Listen to this week’s episode and read an excerpt from it below. Follow The Pitchfork Review here, and check out all of Pitchfork’s 2023 wrap-up coverage here.
Puja Patel: Let’s talk about our album of the year, SZA’s SOS, which technically came out in 2022—Jeremy’s gonna have an aneurysm on the practicalities and logistics of this.
Jeremy D. Larson: I’m over it now. It was just hard for my slightly OCD brain to reconcile a 2022 album on a 2023 list, but it’s just like a Grammy or Oscars window of eligibility.
Patel: The TL;DR here is that anything that was released after our lists were published last year is eligible for this year’s list.
Larson: Throughout 2023, Puja would be like, “What’s your album of the year?” and no matter what we talked about, at the end of all of those conversations, it was like, “Does it compare to SZA?” And I was like, “Not really.” SZA’s been in the pole position the entire year.
Patel: The density of this album!

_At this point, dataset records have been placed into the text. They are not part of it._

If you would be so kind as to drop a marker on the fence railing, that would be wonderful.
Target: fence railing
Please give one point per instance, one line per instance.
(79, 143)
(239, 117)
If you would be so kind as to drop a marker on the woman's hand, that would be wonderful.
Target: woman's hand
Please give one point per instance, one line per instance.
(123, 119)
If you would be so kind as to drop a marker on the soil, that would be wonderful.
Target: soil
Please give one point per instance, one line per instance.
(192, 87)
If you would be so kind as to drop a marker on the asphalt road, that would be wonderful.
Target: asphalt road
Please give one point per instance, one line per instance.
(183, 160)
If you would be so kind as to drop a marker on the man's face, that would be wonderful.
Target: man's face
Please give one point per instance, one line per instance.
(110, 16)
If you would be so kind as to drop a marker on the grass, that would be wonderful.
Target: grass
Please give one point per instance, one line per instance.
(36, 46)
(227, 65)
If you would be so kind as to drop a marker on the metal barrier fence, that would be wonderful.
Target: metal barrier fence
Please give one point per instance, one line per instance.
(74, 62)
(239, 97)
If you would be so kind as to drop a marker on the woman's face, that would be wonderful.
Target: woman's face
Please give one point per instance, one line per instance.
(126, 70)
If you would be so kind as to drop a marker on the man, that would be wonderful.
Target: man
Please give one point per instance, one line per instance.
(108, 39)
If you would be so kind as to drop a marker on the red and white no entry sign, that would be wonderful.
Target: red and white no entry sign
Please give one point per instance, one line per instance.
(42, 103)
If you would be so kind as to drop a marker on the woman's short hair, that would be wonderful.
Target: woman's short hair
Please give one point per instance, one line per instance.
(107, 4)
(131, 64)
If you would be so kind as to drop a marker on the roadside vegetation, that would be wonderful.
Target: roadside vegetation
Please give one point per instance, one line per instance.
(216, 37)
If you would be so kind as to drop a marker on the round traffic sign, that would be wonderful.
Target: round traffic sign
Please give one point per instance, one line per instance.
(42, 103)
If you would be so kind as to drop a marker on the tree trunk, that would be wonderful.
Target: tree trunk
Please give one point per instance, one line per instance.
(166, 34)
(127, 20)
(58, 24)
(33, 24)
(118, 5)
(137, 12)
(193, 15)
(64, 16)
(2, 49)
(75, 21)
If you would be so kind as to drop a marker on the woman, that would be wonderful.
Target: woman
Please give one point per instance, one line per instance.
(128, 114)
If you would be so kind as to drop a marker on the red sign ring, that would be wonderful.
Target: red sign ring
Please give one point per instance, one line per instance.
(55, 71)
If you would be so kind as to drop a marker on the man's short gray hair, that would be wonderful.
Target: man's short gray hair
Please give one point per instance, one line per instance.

She does a million different things sonically, in the formats of her songs, in the songwriting, in the way that she is both sharp and cutting and vindictive and extremely funny and extremely like, “Fuck all y’all, I’m the best.” And she does it all so quickly and with such skill that you have to be like, “Wait, did she just say that?”
Anna Gaca: Remember how long we waited for this album? She was bottling it all up and then just hosed us with it.
Larson: It’s still astonishing to listen to, you just see so much of who she is. The song that I wanted to say is the most emblematic of this is “Blind.” I want to point out how brilliant these lines are: “My past can’t escape me/My pussy precedes me/My, my, how the times change.” The way she uses “my past” and rhymes it with “my pussy,” and then goes “my, my, how the times change.” It’s all so dense and so richly written. It’s a revealing lyric, but there’s also so much craft in there.
And then later she’s like, “I like it when you pull out a gun at a red light,” which is a crazy thing to admit, just dark. And then she’s just also flexing and it’s so light. She’s a genius!
Gaca: There’s so many things on this album where I’m like, “I can’t believe you just said that!” And “Kill Bill” is another one of them, just trusting that her audience would accept it as fiction and fantasy, and understand what she’s trying to do, even though it’s completely different from anything else she released in the past.
Patel: It’s Shakespearean in how much of a comedy and a tragedy that song is at once. It’s extremely funny to hear her inner monologue of, “I’m so mature” on repeat before saying, “I did all of this on no drugs/I did all of this sober/ I’ll kill your ass tonight.” This woman is extremely smart about her self-interrogation, and so funny. The songwriter of our time.
Gaca: When we say this is the album of the year, not only was it with us all year, not only did it have a really big cultural impact, it just speaks to the time too. What year could we have a long R&B album with Travis Scott and Phoebe Bridgers on it, and a punk song and a Quentin Tarantino joke? It could only be 2023.